This objection is specious... your router has two uplinks. It uses Router advertisements to tell everyone on the LAN ''this is your network segment" and all the hosts on the net pick their addresses using SLAAC, which takes a few seconds. When your primary internet goes down. the router advertisement daemon running on the router just has to notice, and start advertising the backup network, everyone will autoconfigure to the new addresses, and in a few seconds everybody is up again. the IPv4 version used NAT meaning your address changed when you changed uplinks, just swapping router advertisements means all the clients get new addresses, looks exactly the same.
The fact that no consumer level router does this, is a supply and demand problem, not a technical one.
So you have 175 mbps link, and you are worried that it is so full that a voice link consuming (worst case) 64kbps or... 64/175*1024 = 0.036% of the available bandwidth will be impacted? really? DNS traffic is essentially real-time, as is gaming traffic... and video conferencing like Skype, G+... there are lots of use cases where low latency is important for internet traffic, and voice is no longer anything special. I find your QoS concerns very 20th century.

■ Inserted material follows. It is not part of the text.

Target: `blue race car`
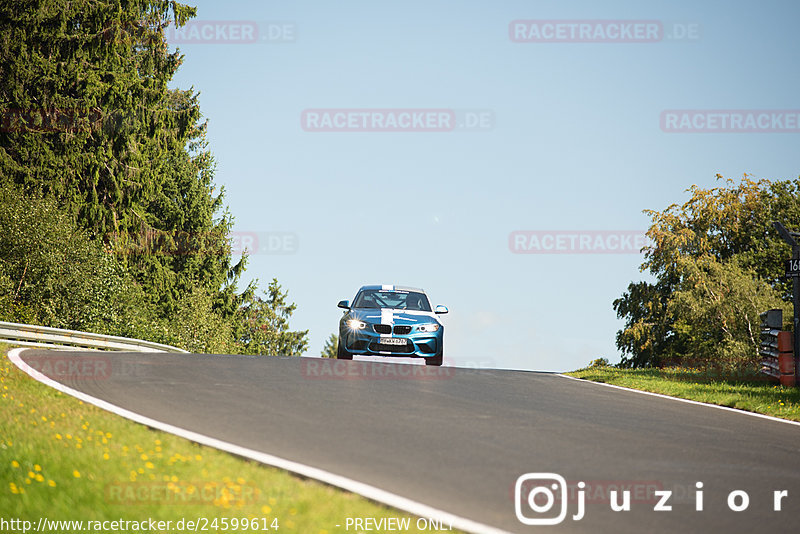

I think you are assuming the ISPs will just block it. What the ISP would actually do is apply some sort of packet preferencing. So the rest of the internet will work fine, but Netflix will have poor quality, drop outs, pauses. The consumer will see the internet works but netflix doesn't and contacts netflix. Netflix sees impact to their brand, and higher support costs, and it is not clear that the consumer will actually blame the ISP.